Organisasi PKTMS mendatangi 2 (dua) instansi tersebut bertujuan untuk melakukan audiensi perihal permasalahan lahan sengketa tanah yang sudah berlangsung selama 32 tahun antara kelompok tani yang tergabung dalam organisasi PKTMS dengan pihak PTPN IV, Medan, Sumatera Utara yang selama ini masih saja dikuasai  pihak PTPN IV Medan Sumatera Utara. Tujuan audiensi PKTMS kepada Gubernur Sumatera Utara yaitu Letjen TNI (Purn) Edy Rahmayadi di Kantor Gubernur Diponogoro, Medan, Sumatera Utara, dilaksanakan pada hari Senin (16/12) siang.

Namun pihak PKTMS belum berhasil bertemu dengan Gubernur Sumatera Utara mengingat Edy Rahmayadi sedang melaksanakan dinas ke Jakarta mengikuti agenda Musrenbangnas di Istana Negara, Jakarta Pusat, Senin (16/12).
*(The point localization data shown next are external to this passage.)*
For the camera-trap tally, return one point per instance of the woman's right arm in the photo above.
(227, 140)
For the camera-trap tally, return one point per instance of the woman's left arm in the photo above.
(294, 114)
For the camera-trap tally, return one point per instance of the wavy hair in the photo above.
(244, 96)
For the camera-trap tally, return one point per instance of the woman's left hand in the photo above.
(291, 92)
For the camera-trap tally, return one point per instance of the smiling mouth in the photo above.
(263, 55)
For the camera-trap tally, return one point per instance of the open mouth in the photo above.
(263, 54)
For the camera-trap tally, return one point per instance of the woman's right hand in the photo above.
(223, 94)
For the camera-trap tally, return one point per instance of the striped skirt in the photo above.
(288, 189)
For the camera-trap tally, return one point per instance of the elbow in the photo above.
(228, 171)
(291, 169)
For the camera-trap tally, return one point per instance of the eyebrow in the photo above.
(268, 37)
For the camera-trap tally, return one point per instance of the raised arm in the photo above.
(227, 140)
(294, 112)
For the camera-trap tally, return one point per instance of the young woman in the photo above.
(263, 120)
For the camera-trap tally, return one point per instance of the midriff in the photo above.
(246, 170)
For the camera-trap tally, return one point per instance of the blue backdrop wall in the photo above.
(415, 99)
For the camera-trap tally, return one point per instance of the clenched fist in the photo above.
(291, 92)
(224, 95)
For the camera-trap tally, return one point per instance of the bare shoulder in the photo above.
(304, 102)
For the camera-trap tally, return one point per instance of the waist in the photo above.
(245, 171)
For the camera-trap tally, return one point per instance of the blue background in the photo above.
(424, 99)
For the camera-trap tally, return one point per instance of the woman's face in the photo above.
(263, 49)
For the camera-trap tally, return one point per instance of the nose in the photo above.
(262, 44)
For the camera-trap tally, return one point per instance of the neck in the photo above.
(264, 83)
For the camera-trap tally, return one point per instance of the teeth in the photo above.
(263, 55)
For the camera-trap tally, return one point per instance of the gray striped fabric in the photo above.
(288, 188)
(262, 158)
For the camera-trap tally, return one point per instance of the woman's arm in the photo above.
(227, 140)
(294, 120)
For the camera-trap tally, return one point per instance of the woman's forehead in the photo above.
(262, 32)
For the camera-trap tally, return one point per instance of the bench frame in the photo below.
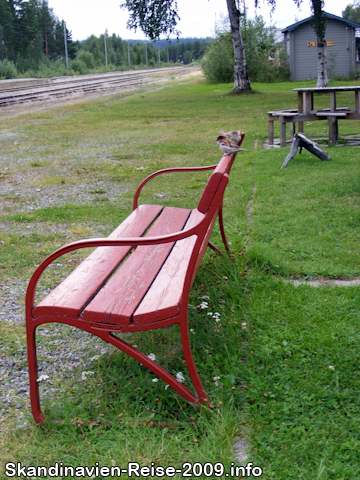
(205, 215)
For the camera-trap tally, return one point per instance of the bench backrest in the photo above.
(213, 183)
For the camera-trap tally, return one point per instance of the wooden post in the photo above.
(300, 141)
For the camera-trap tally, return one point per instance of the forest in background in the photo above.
(32, 44)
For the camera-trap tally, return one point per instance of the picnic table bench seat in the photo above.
(138, 278)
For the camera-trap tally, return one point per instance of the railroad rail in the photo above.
(18, 92)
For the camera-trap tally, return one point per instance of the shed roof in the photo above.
(328, 15)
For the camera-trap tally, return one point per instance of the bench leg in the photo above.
(160, 371)
(292, 129)
(33, 376)
(271, 131)
(185, 340)
(282, 132)
(333, 130)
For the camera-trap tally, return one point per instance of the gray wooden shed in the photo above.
(300, 44)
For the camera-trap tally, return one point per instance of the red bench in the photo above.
(139, 278)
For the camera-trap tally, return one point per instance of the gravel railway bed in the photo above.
(15, 92)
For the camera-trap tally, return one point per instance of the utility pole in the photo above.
(105, 47)
(65, 40)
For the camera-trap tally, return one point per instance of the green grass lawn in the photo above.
(282, 364)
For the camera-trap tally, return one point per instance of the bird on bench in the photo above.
(228, 142)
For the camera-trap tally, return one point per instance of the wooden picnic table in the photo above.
(306, 112)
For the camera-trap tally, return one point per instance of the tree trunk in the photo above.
(322, 80)
(241, 74)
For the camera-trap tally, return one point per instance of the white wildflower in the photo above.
(215, 380)
(85, 374)
(217, 317)
(180, 377)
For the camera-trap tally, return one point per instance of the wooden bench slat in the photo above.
(163, 298)
(118, 299)
(68, 298)
(331, 114)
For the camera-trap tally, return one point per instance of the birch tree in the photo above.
(318, 22)
(159, 17)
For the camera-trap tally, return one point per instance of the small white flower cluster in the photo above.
(215, 380)
(215, 315)
(84, 375)
(180, 377)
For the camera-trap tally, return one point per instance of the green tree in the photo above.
(352, 12)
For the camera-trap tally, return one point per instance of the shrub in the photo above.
(7, 69)
(87, 58)
(218, 63)
(79, 66)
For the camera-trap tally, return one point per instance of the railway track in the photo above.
(11, 93)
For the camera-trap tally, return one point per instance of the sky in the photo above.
(198, 17)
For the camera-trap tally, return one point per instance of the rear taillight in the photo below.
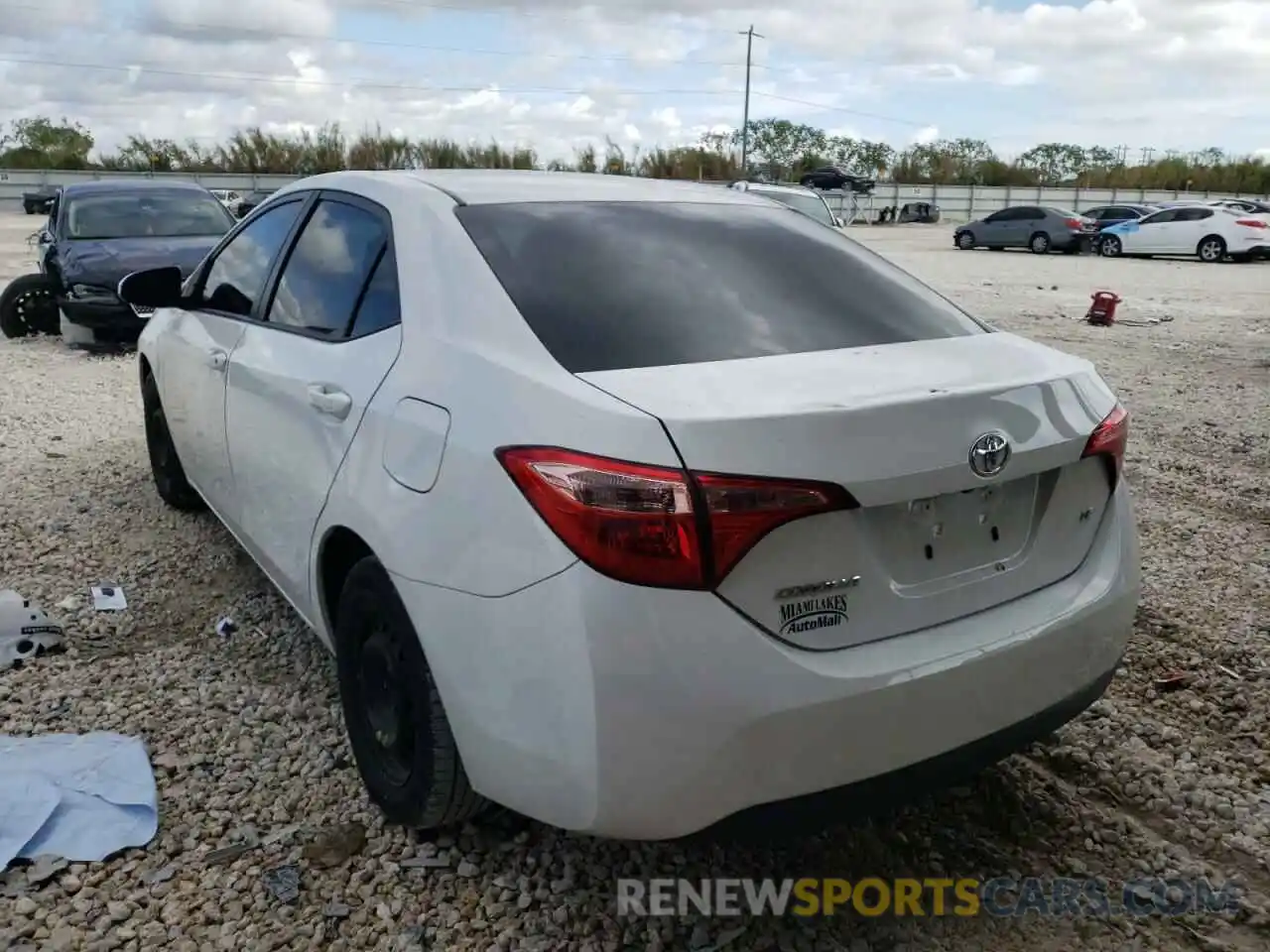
(659, 526)
(1109, 440)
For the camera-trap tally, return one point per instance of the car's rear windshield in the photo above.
(621, 285)
(145, 213)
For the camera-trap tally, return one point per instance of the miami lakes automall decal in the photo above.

Tetapi perwakilan dari PKTMS diterima sangat baik oleh Staf Protokol Gubernur bernama Tambunan, mengenai maksud dan tujuannya datang untuk menemui Gubernur Sumatera Utara.

Dalam rencana audensi, Dewan Pembina PKTMS, Mayjen TNI (Purn) Bambang Haryanto ingin menjelaskan dan melaporkan kepada Gubernur Sumut tentang kondisi Petani yang ada di Simalungun serta landasan-landasan hukum yang sudah dimiliki oleh petani selama memperjuangkan hak-haknya atas lahan sengketa yang hingga saat ini masih dikuasai oleh pihak PTPN IV Sumatera Utara, dan sekaligus ingin meminta arahan dari Gubernur supaya persoalan ini cepat tuntas. [baca juga : PTPN IV Diduga Rampas Lahan, Petani : Pak Jokowi Tolong Kami]

Organisasi PKTMS pun melanjutkan  upaya untuk menemui Kepala ATR/BPN di Kabupaten Simalungun, namun surat yang dikirim oleh pihak Petani baru diterima di Kantor ATR/BPN pada hari Senin (16/12/2019).

Kemudian salah satu staf BPN atas nama Raya Tamban menyampaikan hasil disposisi Kepala ATR BPN kepada Kasi 5 (Lima) bagian penanganan permasalahan tanah, bahwa dokumen tersebut akan dipelajari lebih lanjut, dan segera akan menyampaikan tanggapan kepada pihak PKTMS yang tertuang pada nomor agenda 1035.

“Terkait dengan adanya konflik sengketa lahan yang masih berkepanjanngan antara kelompok petani yang tergabung dalam organisasi PKTMS dengan pihak PTPN IV Medan, Sumatera Utara, dimana hingga saat ini lahan tersebut masih dikuasai secara fisik oleh pihak PTPN IV Medan Sumatera Utara, para petani ingin mencari kejelasan dari pihak Kepala ATR/BPN Kabupaten Simalungun. Mengingat hasil peninjauan di lapangan, pihak PT. PN IV telah memasang plang kepemilikan HGU yang dinilai agak janggal,” kata Bambang saat diwawancarai oleh wartawan di Kantor ATR/BPN di Simalungun, Sumatera Utara, Senin (16/12).